Micromentarios | Queso parmesano y aceite de oliva.
10/12/2024.- Tengo relaciones especiales con los dos productos culinarios del título.
Acepto sin resentimientos los altibajos de mi situación económica. No tengo inconveniente alguno si debo vivir en los límites de la pobreza, ni tampoco cuando rasguño la abundancia. Salvo las preocupaciones por el futuro próximo, me comporto igual a bordo de ambas condiciones.
Cuando la escasez de dinero es el agua donde nado, acepto lo que venga, tal como recibo con tranquilidad lo que la generosidad de Dios y la vida me confieren. Solo hay dos excepciones en tiempos de vacas flacas: no admito cocinar sin aceite de oliva ni comer ningún tipo de pasta sin cubierta de queso parmesano. En esto coincido con mi amiga y editora Isabel De los Ríos, quien tiene similar punto de vista.
Admito que el queso blanco sobre los espaguetis y la respectiva salsa tiene buen sabor, pero no iguala la sabrosura del parmesano en las mismas condiciones.
Este gusto, aunque la ciencia niega la realidad de las manifestaciones tempranas, igual que a las hadas y los ovnis, parece ser innato en mí. Oí contar varias veces a mi madre, mi abuela y mi tía Nora, que cuando tenía más o menos dos años, me llevaban al Mercado de Catia, al comienzo de la urbanización Pérez Bonalde. Para mantenerme distraído, me compraban un trozo de queso parmesano o de papelón que yo roía lentamente, hasta convertir cualquiera de los dos productos en bolitas.

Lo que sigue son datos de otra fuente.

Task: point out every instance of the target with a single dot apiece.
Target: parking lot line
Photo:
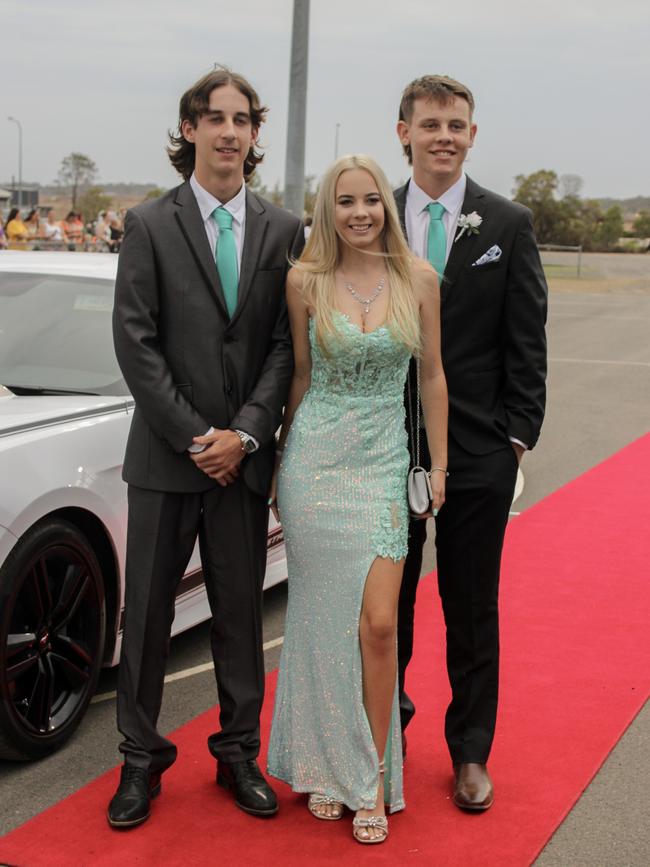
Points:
(599, 361)
(187, 672)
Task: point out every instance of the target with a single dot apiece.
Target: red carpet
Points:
(576, 656)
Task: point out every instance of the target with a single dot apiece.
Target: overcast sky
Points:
(559, 84)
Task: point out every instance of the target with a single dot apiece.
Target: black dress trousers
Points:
(231, 523)
(470, 530)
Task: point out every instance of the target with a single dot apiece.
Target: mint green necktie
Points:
(437, 239)
(226, 257)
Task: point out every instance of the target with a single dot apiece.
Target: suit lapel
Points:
(254, 233)
(465, 249)
(400, 201)
(191, 224)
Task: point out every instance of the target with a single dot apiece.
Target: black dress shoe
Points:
(130, 805)
(473, 789)
(252, 793)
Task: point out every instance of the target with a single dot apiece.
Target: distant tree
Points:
(154, 193)
(580, 221)
(77, 170)
(570, 186)
(92, 202)
(311, 192)
(641, 225)
(610, 229)
(538, 192)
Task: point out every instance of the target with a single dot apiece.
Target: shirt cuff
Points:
(197, 448)
(249, 437)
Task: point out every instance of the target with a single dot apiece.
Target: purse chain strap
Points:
(415, 437)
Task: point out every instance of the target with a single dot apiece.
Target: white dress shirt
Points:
(416, 217)
(237, 207)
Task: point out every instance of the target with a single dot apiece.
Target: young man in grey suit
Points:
(202, 336)
(493, 313)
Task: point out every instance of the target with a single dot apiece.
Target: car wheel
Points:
(52, 627)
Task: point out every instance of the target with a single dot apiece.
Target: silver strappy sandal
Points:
(378, 823)
(315, 801)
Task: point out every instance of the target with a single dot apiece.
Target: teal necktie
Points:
(437, 239)
(226, 258)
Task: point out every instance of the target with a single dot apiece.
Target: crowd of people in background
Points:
(35, 232)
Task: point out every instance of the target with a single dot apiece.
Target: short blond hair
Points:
(439, 88)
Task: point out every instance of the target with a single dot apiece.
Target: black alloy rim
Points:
(52, 642)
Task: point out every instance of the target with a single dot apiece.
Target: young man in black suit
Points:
(493, 314)
(202, 337)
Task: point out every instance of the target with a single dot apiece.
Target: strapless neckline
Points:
(353, 324)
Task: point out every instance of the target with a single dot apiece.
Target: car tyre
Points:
(52, 630)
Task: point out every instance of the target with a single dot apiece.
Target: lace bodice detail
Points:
(368, 365)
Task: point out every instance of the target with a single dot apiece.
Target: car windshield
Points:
(55, 335)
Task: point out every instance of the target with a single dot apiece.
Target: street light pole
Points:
(20, 159)
(294, 175)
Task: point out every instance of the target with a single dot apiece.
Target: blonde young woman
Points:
(360, 305)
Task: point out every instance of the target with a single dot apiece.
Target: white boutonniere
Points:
(468, 223)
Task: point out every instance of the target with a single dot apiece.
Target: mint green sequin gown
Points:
(342, 501)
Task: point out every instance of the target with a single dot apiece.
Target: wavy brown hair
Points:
(439, 88)
(195, 102)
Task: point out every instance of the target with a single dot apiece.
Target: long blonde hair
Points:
(322, 255)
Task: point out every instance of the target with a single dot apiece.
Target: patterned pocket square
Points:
(491, 255)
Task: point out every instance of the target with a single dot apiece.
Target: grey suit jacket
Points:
(187, 364)
(493, 326)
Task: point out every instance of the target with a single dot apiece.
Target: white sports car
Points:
(64, 417)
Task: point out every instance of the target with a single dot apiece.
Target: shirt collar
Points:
(451, 199)
(207, 202)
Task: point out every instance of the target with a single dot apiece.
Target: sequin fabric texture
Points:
(342, 500)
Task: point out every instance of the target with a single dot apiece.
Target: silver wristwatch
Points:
(247, 442)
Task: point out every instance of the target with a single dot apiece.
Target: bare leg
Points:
(378, 635)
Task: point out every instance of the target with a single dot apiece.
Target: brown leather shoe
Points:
(473, 787)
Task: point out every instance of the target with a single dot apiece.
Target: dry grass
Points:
(605, 273)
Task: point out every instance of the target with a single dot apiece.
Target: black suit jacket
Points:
(493, 327)
(187, 364)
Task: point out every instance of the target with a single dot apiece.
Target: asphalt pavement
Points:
(599, 401)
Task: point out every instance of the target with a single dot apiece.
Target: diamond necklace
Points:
(365, 302)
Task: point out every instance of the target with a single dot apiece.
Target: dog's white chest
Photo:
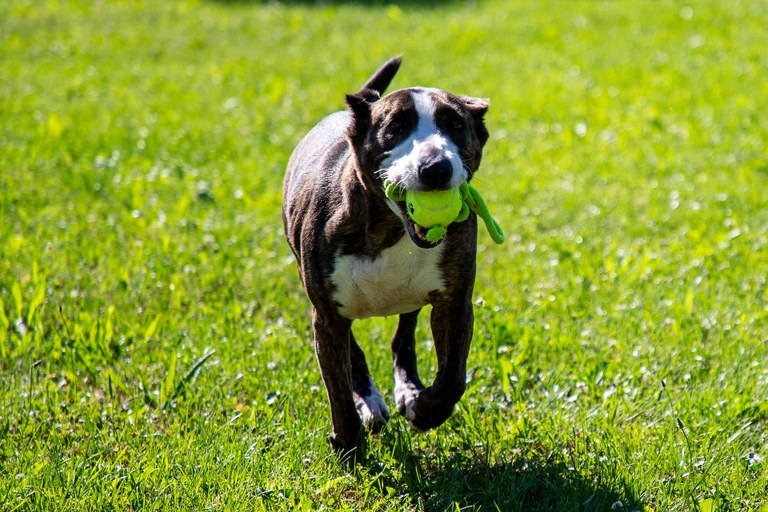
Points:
(397, 281)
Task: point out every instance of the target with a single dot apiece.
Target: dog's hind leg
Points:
(407, 382)
(370, 405)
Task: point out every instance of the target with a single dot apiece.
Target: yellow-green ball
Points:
(429, 209)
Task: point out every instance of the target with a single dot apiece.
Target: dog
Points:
(360, 255)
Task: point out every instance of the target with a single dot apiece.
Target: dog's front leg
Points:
(452, 324)
(332, 346)
(407, 382)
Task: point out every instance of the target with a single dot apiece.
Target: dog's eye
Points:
(456, 123)
(395, 127)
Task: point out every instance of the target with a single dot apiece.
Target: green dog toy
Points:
(434, 211)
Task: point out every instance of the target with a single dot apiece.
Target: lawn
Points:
(155, 347)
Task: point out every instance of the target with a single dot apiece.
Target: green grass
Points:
(154, 342)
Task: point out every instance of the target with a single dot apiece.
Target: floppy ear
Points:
(360, 106)
(477, 107)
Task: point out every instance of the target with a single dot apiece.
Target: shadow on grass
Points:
(427, 4)
(467, 482)
(526, 485)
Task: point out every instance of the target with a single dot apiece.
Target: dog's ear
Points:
(477, 107)
(360, 106)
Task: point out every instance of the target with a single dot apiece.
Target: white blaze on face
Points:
(426, 144)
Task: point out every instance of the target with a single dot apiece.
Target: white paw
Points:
(372, 409)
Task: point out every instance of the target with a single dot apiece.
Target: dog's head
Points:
(419, 139)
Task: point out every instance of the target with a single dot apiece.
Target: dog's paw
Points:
(372, 410)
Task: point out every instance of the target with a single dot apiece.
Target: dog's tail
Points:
(380, 80)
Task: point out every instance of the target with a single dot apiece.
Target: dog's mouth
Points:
(418, 234)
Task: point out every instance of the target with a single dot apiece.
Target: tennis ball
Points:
(438, 208)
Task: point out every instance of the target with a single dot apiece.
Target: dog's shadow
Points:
(465, 480)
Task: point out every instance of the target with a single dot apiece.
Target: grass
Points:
(154, 341)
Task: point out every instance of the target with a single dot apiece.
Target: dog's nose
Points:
(436, 175)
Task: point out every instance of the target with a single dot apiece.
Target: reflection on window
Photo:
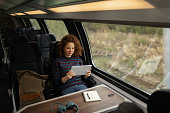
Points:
(134, 54)
(58, 28)
(35, 24)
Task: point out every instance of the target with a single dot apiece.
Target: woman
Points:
(69, 51)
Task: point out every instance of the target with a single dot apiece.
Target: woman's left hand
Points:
(87, 74)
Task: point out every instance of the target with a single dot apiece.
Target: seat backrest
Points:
(26, 56)
(44, 41)
(159, 102)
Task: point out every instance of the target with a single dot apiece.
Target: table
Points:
(106, 102)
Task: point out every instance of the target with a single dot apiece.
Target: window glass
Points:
(135, 54)
(35, 24)
(56, 27)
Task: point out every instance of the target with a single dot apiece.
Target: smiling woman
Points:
(126, 43)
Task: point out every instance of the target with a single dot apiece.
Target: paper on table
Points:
(80, 70)
(91, 96)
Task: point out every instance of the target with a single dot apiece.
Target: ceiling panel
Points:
(7, 4)
(49, 3)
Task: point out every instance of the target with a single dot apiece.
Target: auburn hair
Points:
(70, 38)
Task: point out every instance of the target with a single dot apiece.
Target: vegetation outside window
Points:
(35, 24)
(134, 54)
(56, 27)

Aunque parezca increíble, la misma me duraba exactamente hasta que volvíamos a casa, donde remataba la faena con total satisfacción.
En cuanto al aceite de oliva, soy vegetariano y sostengo que una ensalada sin su presencia es monte y culebra. En realidad, solo monte, por fortuna.
Hacer cualquier sopa u otro plato sin un toque de este aceite puede catalogarse como pecado mortal. Y ni hablar de utilizar otro tipo de aceite sobre las ensaladas que preparo e ingiero. Sin aceite de oliva es como comer papel bond de colores.
En los tiempos en que nos hicieron afrontar la escasez de productos de cocina como chantaje político, debí hacer cabriolas económicas y geográficas para obtener ambos productos.
No niego que comí pastas con queso blanco y ensaladas con aceite de soya, pero las carencias de mis productos favoritos me llevaron a recorridos por mercados e incluso bodegones, donde a precios prohibitivos conseguía lo que buscaba. En dichos itinerarios coincidí con otros y otras que pensaban como yo.
Por supuesto, ambas compras mermaban –¡y cuánto!– mi preupuesto, pero tanto yo como los otros consumidores de queso parmesano y aceite de oliva nos demostramos a nosotros y a nuestras familias que si uno lucha por lo que quiere, lo termina consiguiendo.